Repeat this for channels 34-64 and your mixer inputs are now routed as follows:

Fader Layer 1
Channel 1 2 3 4 5 6 7 8 9 10 11 12 13 14 15 16 17 18 19 20 21 22 23 24 25 26 27 28 29 30 31 32
Input 1 2 3 4 5 6 7 8 9 10 11 12 13 14 15 16 17 18 19 20 21 22 23 24 25 26 27 28 29 30 31 32
Fader Layer 2
Channel 33 34 35 36 37 38 39 40 41 42 43 44 45 46 47 48 49 50 51 52 53 54 55 56 57 58 59 60 61 62 63 64
Input 1 2 3 4 5 6 7 8 9 10 11 12 13 14 15 16 17 18 19 20 21 22 23 24 25 26 27 28 29 30 31 32

While you’re making your source patches, you may also want to take the opportunity to color code your monitor layer, so that you can tell at a glance which layer you’re on.

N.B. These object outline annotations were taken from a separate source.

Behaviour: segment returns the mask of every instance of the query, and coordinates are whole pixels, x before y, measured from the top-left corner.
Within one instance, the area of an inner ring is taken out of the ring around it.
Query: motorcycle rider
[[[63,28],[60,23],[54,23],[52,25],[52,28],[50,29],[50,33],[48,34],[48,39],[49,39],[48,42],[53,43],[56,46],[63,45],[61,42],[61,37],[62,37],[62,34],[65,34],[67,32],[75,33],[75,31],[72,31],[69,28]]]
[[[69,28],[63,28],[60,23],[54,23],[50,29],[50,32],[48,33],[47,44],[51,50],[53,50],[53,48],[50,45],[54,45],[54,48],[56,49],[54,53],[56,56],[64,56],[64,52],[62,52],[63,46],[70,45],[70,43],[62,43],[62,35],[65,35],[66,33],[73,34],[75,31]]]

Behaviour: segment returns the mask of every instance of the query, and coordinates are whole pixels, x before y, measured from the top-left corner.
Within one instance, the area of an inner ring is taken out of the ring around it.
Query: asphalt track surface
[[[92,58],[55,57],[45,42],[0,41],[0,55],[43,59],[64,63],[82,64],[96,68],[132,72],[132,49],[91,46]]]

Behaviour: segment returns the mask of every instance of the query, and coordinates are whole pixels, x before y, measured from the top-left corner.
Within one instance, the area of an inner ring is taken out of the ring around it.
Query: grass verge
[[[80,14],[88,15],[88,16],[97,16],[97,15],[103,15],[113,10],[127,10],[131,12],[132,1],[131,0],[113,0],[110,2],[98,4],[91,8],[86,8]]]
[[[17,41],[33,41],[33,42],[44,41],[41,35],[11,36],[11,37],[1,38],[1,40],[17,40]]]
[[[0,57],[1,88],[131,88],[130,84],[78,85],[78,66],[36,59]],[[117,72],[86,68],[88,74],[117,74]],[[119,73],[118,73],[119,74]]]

Once your patching is complete, it is recommended that you switch to your front-of-house layer and dial in your main mix. This will make a good place to start your monitor mix. As you create a sound for each channel with which you’re satisfied, copy it to the monitor layer.

For example, after you have sculpted the kick drum on Channel 1 to taste and given it a custom name, press the Copy button in the Fat Channel and paste it to Channel 33.

In the Advanced Filters, make sure Channel Name is enabled.

Once your front-of-house mix is complete, you can begin to create your monitor mixes as normal, making any processing adjustments you see fit, using only the monitor mix channels (33-64) as the sources for your Aux Mixes or EarMix 16M personal monitor mixers.

Best of all, if you notice a channel is clipping while creating monitor mixes, you can adjust the preamp level right from that layer. Unlike the rest of the Fat Channel Preamp trim and phantom power control is mirrored on both the front-of-house and the monitor layers. The rest of the Fat Channel functions (High Pass Filter, Input Delay, Noise Gate, Compressor, EQ, and Limiter) are all independently available on each layer.

If you would like to create separate effects mixes for front-of-house and monitors, simply designate the first four effect buses and returns to mains and use the second four for monitors.

You now have two independently controlled 32-channel mixers inside a single console, making the best mix possible for your audience and your musicians without any compromises.